Çağdaş Türk resminde çizgi / Tülay Doğan; Danışman Hilmi Özbay
Özet
1950'den bu yana Türkiye'nin dışa açılma, endüstrileşme ve sanayileşme çabalarını arttırması, Türk resminde dışa açılma süreçlerini de artırmıştır. 1960'lı yıllarda, dış ülkelere gönderilen Türk ressamlarının Türkiye'de açmış oldukları sergilerin yankıları, yine bu dönemde tartışma konusu yapılmıştı. Bizde batılı anlamda resim sanatı, yeni yeni tanındığı dönemlerde batı sanatıyla bütünleşmekteydi. Bu bütünleşmenin hangi açılardan incelenmesi gerektiği konusu gündeme gelmiştir.
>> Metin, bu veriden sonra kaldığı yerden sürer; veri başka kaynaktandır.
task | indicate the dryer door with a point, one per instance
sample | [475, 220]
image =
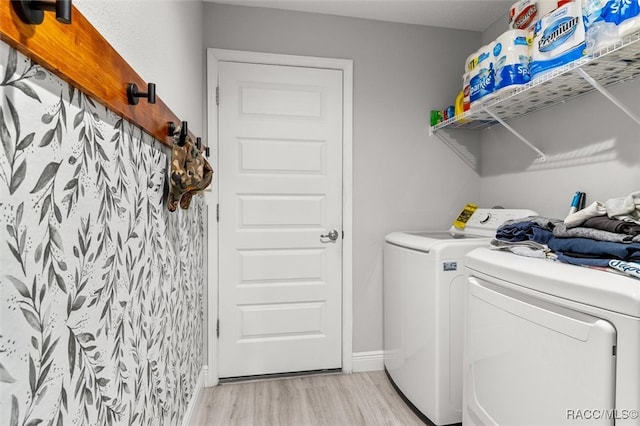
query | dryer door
[530, 362]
Türk resminin kendi içine ve çevresine yönelik sorunları, dar bir çevrenin dışına taşırılmış, genel kültür yaşam içinde resmin yerini sağlam temellere oturtacak önlemler üzerinde daha yoğun bir şekilde durulmuştu.1950'den bu yana, sosya-ekonomik yapının liberalleşmesi çabalarına paralel olarak sanatsal davranışlar ve üslup değerlerinin bireysel özellikler kazanması, resimsel temaların seçiminde sanatçıların iç dünyalarını ve kişisel yaşantılarına ilişkin gerçekleri ön plana taşımalarıyla kişisel yorumları da belirmeye başlamıştır. Batıdaki sanatçısının kendi toplumu ve sanat içerisindeki işlevi fark edilmeye başlanmıştır. Bu sanatçılardan bazıları kendi toplumların kültürel yapısına yönelirken; (örf, adet, gelenek, görenek gibi) biçimsel ve içeriksel arayışlara girmiştir. Bir kısmıda yeni bir yorumun oluşmasını düşünerek; yeni düşünce yaşamanın, yeni oluşumların peşine düşmüş. Bu çalışmalar esnasında ifadenin sade, estetik, grafiksel, duygusal etkilerini; çizgi ağırlıklı vermeye çalışan sanatçılarımızı seçerek, Türk resmine getirdikleri çizgisel yorumu ortaya çıkarmayı amaçladık. Çizgiyi ''sözsel'' iletişim dışında plastik sanatlarda aktif bir şekilde kullanırken; dışavurumcu anlatımda ifade şekli olarak seçtiklerini araştırdık. Bu incelemelerin sonucunda sanatçının; dogadan aldığı izlenimlerini kendi iç dünyasında oluşturduğu düşünce yoğunluğunuifade ederken, çizginin ne kadar karakteristik bir yorum olduğunu gördük. Çalışmalarda görülen leke, figür ilişkisindeki çizgisel yorumunu anlatarak, çizginin benim içimde önemli bir ifade aracı olduğunu kanıtlamak istedim. Figüratif ve soyut eğilimler içerisinde, üslup çalışmalarında farklılaşan çizgiyi, yeni boyutlara yönelterek çalışmalarımı geliştirme çabası içerisindeyim.